Clinton calls on leaders to build on global opportunities

Former US president says the example of Northern Ireland admired across the world

Bill Clinton has called for academics, politicians and business leaders to build on the opportunities afforded by "an interdependent world".

He also challenged them to work together to counter the negative effects of a globalisation.

He also emphasised that combined action was needed to offset the effects of climate change which, he warned could have devastating results.

The former US president was delivering the inaugural William J Clinton Leadership Lecture at Queen's University Belfast tonight.


Mr Clinton holds an honorary law degree from Queen’s which he last visited in 2001.

Senator George Mitchell, who chaired the talks leading to the conclusion of the Belfast Agreement in 1998, was subsequently appointed chancellor of the university.

Welcoming the president, the university's incoming Vice-Chancellor, Prof Patrick Johnston who took up office on Monday, said he was proud Mr Clinton "has given his name to our Leadership Institute and we are delighted that he has joined us in person to set the seal on that partnership".

Mr Clinton said the example of Northern Ireland was admired across the world.

“Post conflict societies can make real social and economic progress,” he said. “I like the idea of this institute to try to train business leaders in the modern world and understand the geopolitical context in which they operate.”

He expanded on the themes outlined at his earlier address in Derry. Arriving from a meeting with Peter Robinson and Martin McGuinness at Stormont, Mr Clinton said: "I've met the First Minister and Deputy First Minister and we spoke of the unfinished business of the peace process."

But he added: “Outside Northern Ireland nobody knows there is unfinished business.”

Citing a range of conflicts from Myanmar (Burma), to the Middle East and the Basque region, he said Northern Ireland was admired.

The Basque paramilitary group ETA had recently decided to disarm, claiming it was “putting its weapons beyond use” – the phrase used by groups in Northern Ireland.

Turning to the future he urged academics, business leaders, public representatives and non-governmental organisations to build on the opportunities afforded by global interdependence.

“This interdependence is both good and bad. You cannot build borders which are more like nets than walls – you cannot accept the good and decide to reject the bad.”

Climate change was perhaps the greatest example of global interdependence and he stressed the need for a concerted response.

He further warned the world had to co-operate to negate the threats posed by the changing nature of borders.

“What do you want the world to be like in 10 years?
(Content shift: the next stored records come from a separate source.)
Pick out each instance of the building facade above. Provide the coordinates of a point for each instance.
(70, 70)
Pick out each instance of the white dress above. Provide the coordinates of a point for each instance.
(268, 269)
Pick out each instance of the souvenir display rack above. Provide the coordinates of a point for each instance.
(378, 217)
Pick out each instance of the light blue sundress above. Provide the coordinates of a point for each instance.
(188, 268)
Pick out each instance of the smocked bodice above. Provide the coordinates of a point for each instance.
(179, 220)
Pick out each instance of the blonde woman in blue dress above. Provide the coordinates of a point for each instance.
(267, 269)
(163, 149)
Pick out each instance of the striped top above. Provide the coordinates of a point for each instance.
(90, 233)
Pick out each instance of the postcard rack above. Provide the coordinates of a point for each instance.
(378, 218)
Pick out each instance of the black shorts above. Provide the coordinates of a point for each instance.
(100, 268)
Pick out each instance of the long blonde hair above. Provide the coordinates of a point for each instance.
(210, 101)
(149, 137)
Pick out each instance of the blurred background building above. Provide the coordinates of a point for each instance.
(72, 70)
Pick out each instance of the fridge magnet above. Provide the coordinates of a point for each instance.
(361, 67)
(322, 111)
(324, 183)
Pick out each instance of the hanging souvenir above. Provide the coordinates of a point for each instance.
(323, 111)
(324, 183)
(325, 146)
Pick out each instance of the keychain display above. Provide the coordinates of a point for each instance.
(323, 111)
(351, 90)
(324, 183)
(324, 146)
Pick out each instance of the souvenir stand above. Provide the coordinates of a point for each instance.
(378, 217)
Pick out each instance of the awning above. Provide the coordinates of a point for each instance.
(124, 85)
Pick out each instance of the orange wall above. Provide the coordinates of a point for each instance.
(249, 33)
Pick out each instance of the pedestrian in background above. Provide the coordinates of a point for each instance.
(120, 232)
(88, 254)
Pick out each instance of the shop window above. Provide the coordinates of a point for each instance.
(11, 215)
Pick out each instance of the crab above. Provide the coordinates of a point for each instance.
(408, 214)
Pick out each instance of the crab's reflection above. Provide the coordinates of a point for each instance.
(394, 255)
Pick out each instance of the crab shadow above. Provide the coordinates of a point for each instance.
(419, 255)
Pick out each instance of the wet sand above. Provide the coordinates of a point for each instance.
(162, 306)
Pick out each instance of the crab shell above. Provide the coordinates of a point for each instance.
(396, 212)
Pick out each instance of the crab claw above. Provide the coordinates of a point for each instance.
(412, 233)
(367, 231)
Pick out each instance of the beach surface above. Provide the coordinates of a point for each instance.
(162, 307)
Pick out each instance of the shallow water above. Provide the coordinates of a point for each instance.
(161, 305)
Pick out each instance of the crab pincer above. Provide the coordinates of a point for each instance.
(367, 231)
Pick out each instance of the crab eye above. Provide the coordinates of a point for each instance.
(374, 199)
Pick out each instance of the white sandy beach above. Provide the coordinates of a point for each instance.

Make a world with creative networks of co-operation,” he said “with shared responsibility and shared community as in Northern Ireland.”

He said people had to change from a view that for each winner there had to be a loser. Denigrating the idea in business that there had to be a zero-sum game, Mr Clinton said people had to realise they could not prosper and improve unless everyone did.

Turning to Ukraine he said it was vital that the situation there was not seen as a zero-sum game. He said Russian leaders should not think that a Ukraine with closer links to Europe must mean it would have a worse relationship with Moscow. They should think in terms of Ukraine as a bridge rather than to be won or lost.